This post is part of the Reporter’s Notebook blog.
Investors have been pouring money into fast-casual chains in recent years. Private equity groups and even a few strategic acquirers have been buying up fast-casual growth chains of late, some with as few as three locations.
On Wall Street, meanwhile, fast-casual growth chains have been receiving sky-high multiples, as investors all look for the next concept that will turn early investments into riches.
This has led to concerns that the sector is in bubble territory. The current environment has even drawn comparisons to the late 1990s dot-com boom, as investors pump money into chains like The Habit Restaurants and Shake Shack Inc.
But as we’ve noted recently, the stock prices of two notably high-priced stocks have come down. And so too, has the fast-casual sector in general.
Even after a recent increase, Chipotle Mexican Grill’s shares remain more than 12 percent off their 52-week high from February.
Shake Shack, meanwhile, which at one point was trading at a price more than four times its IPO price from January, is off 46 percent off of its all-time high back in May.
In addition, the entire sector outside of Shake Shack and newly public chicken wing chain Wingstop dropped slightly in the first half of the year — an unheard of decline for a sector accustomed to growth in all its forms.
Meanwhile, IPO valuations for fast casual and QSR chains seem to have waned in the post-Shake Shack market. The 60 percent first-day pop for Wingstop in June is still a really good day, but remarkably it’s still below average among restaurant IPOs these past three years.
Investors might be tempering their expectations of some of these early chains, while concern over valuations has taken over.
When Shake Shack’s valuation soared past $90 a share back in May, its market cap started to rival that of Wendy’s — the nation’s third largest QSR burger chain, one that is 12 times its size in terms of revenue. That generated a lot of warnings that its price was overheated.
In many cases, the chains’ sales have simply not performed investors’ lofty expectations.

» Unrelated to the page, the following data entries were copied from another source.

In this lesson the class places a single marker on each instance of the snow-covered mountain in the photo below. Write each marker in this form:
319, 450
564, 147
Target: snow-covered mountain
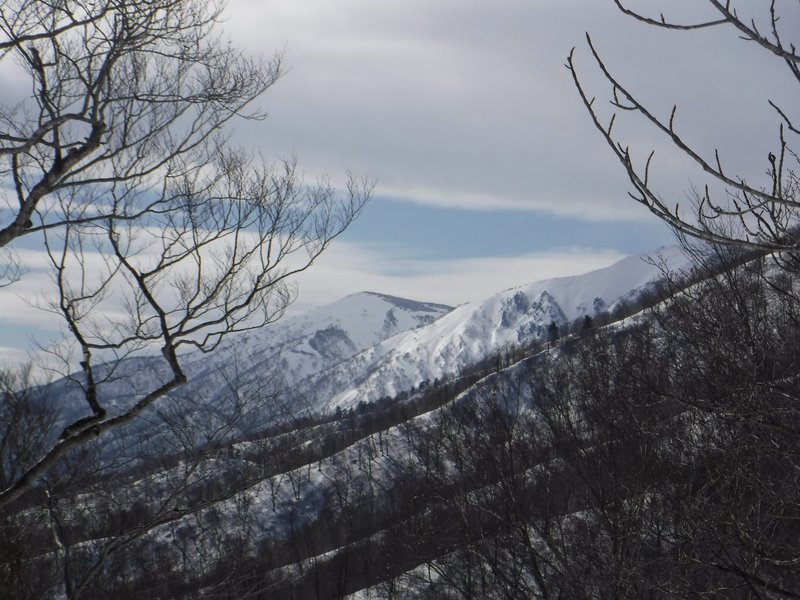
474, 331
273, 358
369, 345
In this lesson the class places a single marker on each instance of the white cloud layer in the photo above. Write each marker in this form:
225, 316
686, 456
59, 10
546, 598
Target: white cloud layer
466, 103
348, 268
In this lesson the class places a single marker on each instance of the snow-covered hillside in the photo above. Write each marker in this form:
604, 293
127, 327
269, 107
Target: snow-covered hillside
476, 330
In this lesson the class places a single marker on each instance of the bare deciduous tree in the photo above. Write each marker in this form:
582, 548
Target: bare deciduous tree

This is clearly the case with Noodles & Company, whose stock is the poorest performer among restaurant chains so far this year, down more than 40 percent. Investors have pulled back sharply, and the chain’s stock is now below its initial IPO price.
Unmet expectations were also the problem with Chipotle’s stock. That chain’s high valuation was more than understandable, given that it’s already the 14th largest chain in the country and is still boasting strong unit growth and double-digit same-store sales. But when you’re trading at north of $700 share and have a price-to-earnings ratio of more than 41, investors want that sales and unit growth to continue forever.
Regardless, it seems, perhaps the fast-casual bubble is starting to burst. Or maybe it’s just deflating a little bit.